In Lewistown, Mifflin County, borough manager Dianna Walter said her borough’s solicitor advised waiting to see what the Senate is going to do. The borough council held a remote finance committee meeting on March 26, but no official action was taken.

“I think it went pretty smoothly,” Walter said, noting that a few members of the public did join remotely. But she said she is not sure that the borough council could take official action at a remote meeting. The next scheduled meeting is not until April 13, so they are waiting to see whether the state passes any new legislation to provide more direction as to what is permitted under the Borough Code.

Not all boroughs are waiting for further guidance. The council in the small Lancaster County borough of Denver met Monday evening in a closed meeting to approve a resolution declaring a disaster emergency.

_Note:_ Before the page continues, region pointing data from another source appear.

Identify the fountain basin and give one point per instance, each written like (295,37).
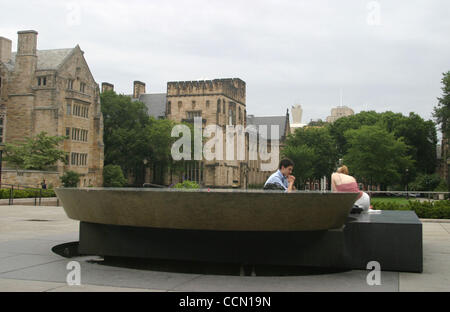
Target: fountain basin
(220,210)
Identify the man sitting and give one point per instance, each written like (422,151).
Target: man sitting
(282,179)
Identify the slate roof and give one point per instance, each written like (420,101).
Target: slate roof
(46,59)
(280,121)
(156,104)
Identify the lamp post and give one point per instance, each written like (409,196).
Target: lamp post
(407,195)
(1,161)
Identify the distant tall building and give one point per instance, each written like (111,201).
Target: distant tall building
(297,114)
(339,112)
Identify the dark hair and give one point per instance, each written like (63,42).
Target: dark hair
(286,162)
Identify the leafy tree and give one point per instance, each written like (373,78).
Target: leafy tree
(321,149)
(339,127)
(134,141)
(70,179)
(418,134)
(425,182)
(442,111)
(375,156)
(126,125)
(113,176)
(35,153)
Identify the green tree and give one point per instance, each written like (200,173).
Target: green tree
(442,111)
(303,157)
(35,153)
(70,179)
(375,156)
(113,176)
(418,134)
(126,125)
(321,146)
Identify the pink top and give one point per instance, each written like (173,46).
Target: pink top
(351,187)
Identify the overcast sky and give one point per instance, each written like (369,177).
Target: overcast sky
(384,55)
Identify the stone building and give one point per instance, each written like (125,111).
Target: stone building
(256,176)
(52,91)
(297,114)
(218,102)
(339,112)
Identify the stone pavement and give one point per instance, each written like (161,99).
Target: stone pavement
(27,263)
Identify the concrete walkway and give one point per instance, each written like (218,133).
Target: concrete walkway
(27,263)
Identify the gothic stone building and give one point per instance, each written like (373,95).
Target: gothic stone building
(52,91)
(218,102)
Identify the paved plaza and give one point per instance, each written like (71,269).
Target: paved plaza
(27,263)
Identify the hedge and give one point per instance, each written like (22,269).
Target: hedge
(425,210)
(26,193)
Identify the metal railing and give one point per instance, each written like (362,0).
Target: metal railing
(38,193)
(407,194)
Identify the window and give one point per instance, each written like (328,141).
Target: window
(78,159)
(70,84)
(192,114)
(42,81)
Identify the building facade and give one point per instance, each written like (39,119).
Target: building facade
(218,102)
(52,91)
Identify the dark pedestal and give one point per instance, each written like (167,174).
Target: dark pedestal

In an email last week, Sen. Martin said that he believes municipalities already “can use alternate methods to meet without a physical quorum” under the governor’s emergency declaration and social distancing orders.

State Sen. Scott Hutchinson (R-Butler), who also sits on the Local Government Committee, said that he has voiced his view to the Senate leadership that amending state law via legislation is needed.

“Although many believe that the Disaster Declaration already allows extraordinary ability for local government decision-making, clarity is always good, so I said we should move this issue along promptly,” he said in an email.

Jennifer Kocher, a spokesperson for Senate Majority Leader Jake Corman (R-Centre), said that providing more clarity to local governments about meetings is on the agenda when the Senate reconvenes next week. She was non-committal about a timeline to move legislation, though.

“We have a lot of things on our plate right now,” she said. “I’m not in a position to assign something importance over another.”

Smith, from Butler County, said that until legislation is signed into law, council members and municipal staff statewide will be at risk.

“It’s not just whether or not the council people get sick,” he said. “It’s that in these smaller municipalities, there’s a lot of workings between council people and staff. If one of us gets it from the public, because the symptoms can be hidden for up to two weeks, any one of us could easily infect the staff. In our case — we have paid fire and paid police — and then, all of the sudden, it’s a total disaster if you have no government in place.”